"Ah!" sighed Sidney, "it was a long pull."
"You'll have learned by this that a lie never prospers—that in the long run it confronts you again when least expected, to make your cheek burn with your own baseness. I wonder now," gravely surveying his son, "whether you would have let that girl off, if there had been no hope of the brooch coming to light."
The boy hesitated—then looked full at his sire.
"Well—I think I should."
"I think you told a lie for twelve and sixpence—the devil got a bargain from a Hinchford."
"You're rather hard upon me, pa," complained the boy, "and it wasn't for twelve and sixpence, because I never got the brooch back; and if I ever tell another lie, may I never see twelve and sixpence of my own again. There!"
"Bravo, Sid!—that's a promise I'm glad to have wormed out of you, somehow. And yet—ye gods!—what a promise!"

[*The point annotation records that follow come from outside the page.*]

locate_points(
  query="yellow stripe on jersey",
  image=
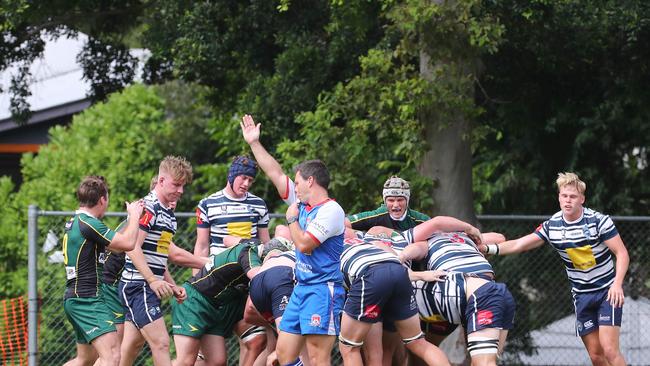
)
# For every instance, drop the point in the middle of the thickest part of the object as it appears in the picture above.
(433, 318)
(163, 243)
(582, 257)
(240, 229)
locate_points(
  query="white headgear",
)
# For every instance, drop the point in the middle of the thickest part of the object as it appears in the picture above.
(397, 187)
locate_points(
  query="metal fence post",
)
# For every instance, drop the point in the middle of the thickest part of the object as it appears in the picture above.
(32, 291)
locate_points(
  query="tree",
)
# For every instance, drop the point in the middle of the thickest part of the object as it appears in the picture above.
(122, 139)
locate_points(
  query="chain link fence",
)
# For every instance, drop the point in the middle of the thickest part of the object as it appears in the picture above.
(544, 328)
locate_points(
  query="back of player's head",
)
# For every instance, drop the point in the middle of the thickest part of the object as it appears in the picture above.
(316, 169)
(91, 189)
(241, 165)
(279, 244)
(570, 179)
(177, 167)
(396, 187)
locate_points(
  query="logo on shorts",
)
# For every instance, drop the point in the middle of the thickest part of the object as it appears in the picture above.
(315, 320)
(283, 303)
(372, 311)
(484, 317)
(154, 310)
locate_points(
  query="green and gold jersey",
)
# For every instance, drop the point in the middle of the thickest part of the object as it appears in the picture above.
(380, 217)
(84, 242)
(224, 278)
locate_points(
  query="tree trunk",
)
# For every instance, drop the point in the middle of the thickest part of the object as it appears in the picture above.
(448, 163)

"I'll keep it—see if I don't," said Master Sidney, with his lips compressed, and his cheeks a little flushed.
The father shook his head slowly.
"You are going into business—you will be a business man,—presently a City man—one who will drive hard bargains, make hard bargains, and have to fight his way through a hundred thousand liars. In the pursuit of money—above all, in the scraping together of that fugitive article, you must lie, or let a good chance go by to turn an honest penny. I can't expect you much better than other men, Sid."